Pakistan urges int'l community to play role after Babri Masjid verdict

Dunya News

The rising tide of extremist ideology in India is a threat to regional peace and stability: FO

ISLAMABAD (Dunya News) – Pakistan has expressed deep concern over the decision of the Indian Supreme Court regarding the historic Babri Masjid.

According to a statement issued by Foreign Office, the decision has, once again, failed to uphold the demands of justice. As the United Nations recently noted that Indian Supreme Court’s response to human rights petitions in the context of Indian Occupied Jammu & Kashmir was slow, this decision points out that when it acts, it is unable to protect the interests of India’s minorities.

It further said this decision has shredded the veneer of so-called secularism of India by making clear that minorities in India are no longer safe; they have to fear for their beliefs and for their places of worship. A process of re-writing history is underway in India in order to recast it in the image of a ‘Hindu Rashtra’ in pursuance of the Hindutva ideology. It is also fast affecting India’s major institutions.

Foreign Office said the rising tide of extremist ideology in India, based on the belief of Hindu supremacy and exclusion, is a threat to regional peace and stability.

The Indian government should ensure the protection of Muslims, their lives, rights and properties and avoid being yet again a silent spectator of Muslims becoming the victims of Hindu extremists and zealots.

The international community, the United Nations and other human rights organizations in particular should play their role by restraining India from its pursuit of an extremist ideology and to ensure equal rights and protection of the minorities in India.

India’s Supreme Court (SC) has on Saturday announced verdict in favor of Ram Mandir and directed to allot a separate land of five-acre to Muslims for mosque while pronouncing its judgment in the Ayodhya Ram Janmabhoomi-Babri Masjid title suit.

The verdict was announced by an SC constitution bench headed by Chief Justice Ranjan Gogoi.

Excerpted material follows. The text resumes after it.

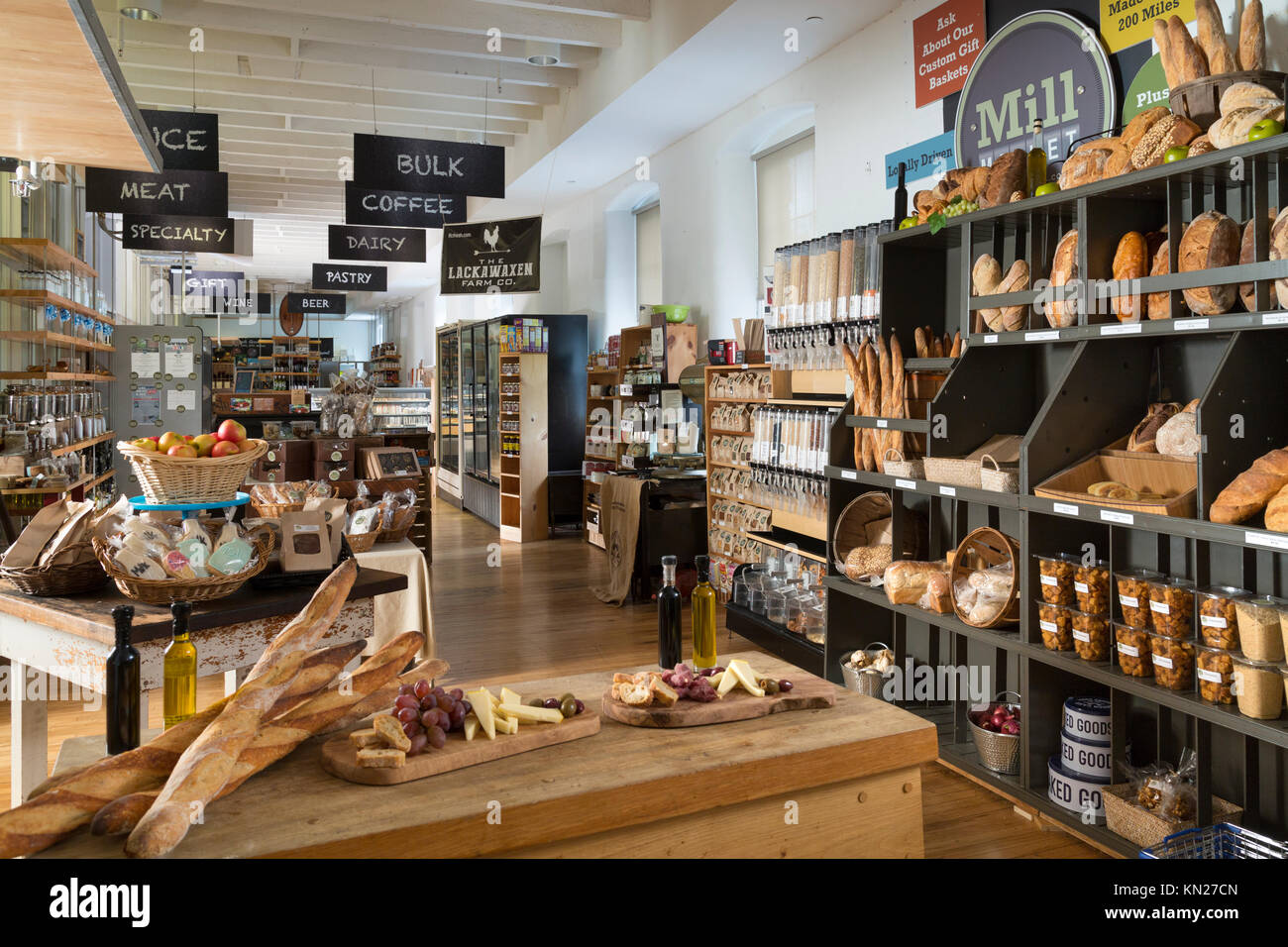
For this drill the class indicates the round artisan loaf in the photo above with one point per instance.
(1211, 241)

As per the ruling, a temple will be constructed on the disputed site in Ayodhya while Muslims will be given an alternate land within the city. The verdict was unanimous.

The decision has sent shudders through many in the 200-million-strong Muslim minority who fear that the Bharatiya Janata Party (BJP) is bent on turning India into a purely Hindu nation.

The ruling over the holy site had been contested for centuries by Hindus and Muslims, which in 1992 sparked some of the deadliest sectarian violence since independence.